Courtney H. Guenther, Ph.D.




College of Arts and Sciences


Many undergraduate college students report high levels of anxiety, which can negatively impact their academic performance. Meditation is currently being explored as a method to reduce anxiety, with the duration and frequency under investigation to optimize outcomes. Therefore, this pilot study examined whether the severity of generalized anxiety disorder affected the influence of a brief, one-time, guided meditation on undergraduate academic performance.

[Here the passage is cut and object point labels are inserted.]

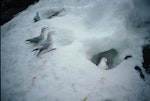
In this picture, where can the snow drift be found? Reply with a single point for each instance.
(87, 28)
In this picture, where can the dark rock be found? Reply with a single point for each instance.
(140, 72)
(146, 57)
(110, 55)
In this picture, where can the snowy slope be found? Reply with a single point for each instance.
(67, 73)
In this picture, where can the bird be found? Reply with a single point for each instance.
(140, 71)
(37, 17)
(103, 63)
(38, 39)
(56, 13)
(45, 44)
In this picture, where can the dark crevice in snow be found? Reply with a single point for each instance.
(111, 56)
(146, 57)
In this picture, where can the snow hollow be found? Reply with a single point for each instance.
(85, 32)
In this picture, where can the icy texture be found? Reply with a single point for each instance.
(88, 27)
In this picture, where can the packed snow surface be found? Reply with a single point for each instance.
(86, 28)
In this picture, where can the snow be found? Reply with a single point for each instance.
(67, 73)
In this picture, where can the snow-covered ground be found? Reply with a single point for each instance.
(88, 27)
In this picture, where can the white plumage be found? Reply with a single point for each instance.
(45, 44)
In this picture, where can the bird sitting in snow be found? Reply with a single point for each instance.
(37, 17)
(45, 44)
(103, 63)
(38, 39)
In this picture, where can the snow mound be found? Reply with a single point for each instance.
(89, 30)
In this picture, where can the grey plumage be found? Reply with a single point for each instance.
(38, 39)
(37, 17)
(45, 44)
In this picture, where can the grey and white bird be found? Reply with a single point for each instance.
(45, 44)
(38, 39)
(37, 17)
(103, 63)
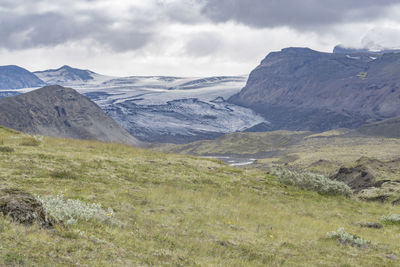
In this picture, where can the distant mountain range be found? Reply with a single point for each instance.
(67, 76)
(61, 112)
(302, 89)
(339, 49)
(14, 77)
(160, 108)
(293, 89)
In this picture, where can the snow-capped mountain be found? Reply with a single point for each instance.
(174, 109)
(161, 108)
(14, 77)
(67, 76)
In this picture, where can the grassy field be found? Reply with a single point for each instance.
(179, 210)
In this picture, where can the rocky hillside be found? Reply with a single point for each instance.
(60, 112)
(14, 77)
(68, 76)
(302, 89)
(386, 128)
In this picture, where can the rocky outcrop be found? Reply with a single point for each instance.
(358, 178)
(302, 89)
(23, 208)
(387, 128)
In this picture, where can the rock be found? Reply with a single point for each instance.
(23, 208)
(358, 178)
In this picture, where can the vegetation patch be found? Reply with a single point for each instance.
(348, 239)
(63, 174)
(314, 182)
(23, 208)
(30, 141)
(391, 219)
(70, 211)
(6, 149)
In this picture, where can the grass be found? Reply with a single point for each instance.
(181, 211)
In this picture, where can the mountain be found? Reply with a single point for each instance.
(67, 76)
(339, 49)
(302, 89)
(387, 128)
(60, 112)
(180, 109)
(14, 77)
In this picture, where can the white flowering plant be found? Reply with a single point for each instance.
(70, 211)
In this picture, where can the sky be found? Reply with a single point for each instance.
(185, 37)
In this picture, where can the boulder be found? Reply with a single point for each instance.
(23, 208)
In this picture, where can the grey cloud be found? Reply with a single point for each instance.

This study also investigated student perceptions of meditation and test anxiety. Students completed the GAD-7 to assess levels of anxiety, participated in a brief meditation, completed a lab quiz, and evaluated their meditation experience through a post-survey. We hypothesized that students with high GAD scores would perform similarly to those with low GAD scores on a quiz following a brief meditation. We also hypothesized that students with a more positive view of meditation would score higher on the quiz compared to those who did not find the meditation to be helpful. There was no significant difference in quiz scores based on anxiety level. Students who reported that the meditation reduced test anxiety and students who reported that they do not experience test anxiety tended to score better on the lab quiz. Even though there was not a statistically significant correlation between lab quiz scores and GAD-7 scores, there does appear to be a strong trend: as GAD-7 scores increase (higher anxiety), lab quiz scores decrease. This pilot study provides the foundation for future research exploring brief meditation on test anxiety in undergraduate students.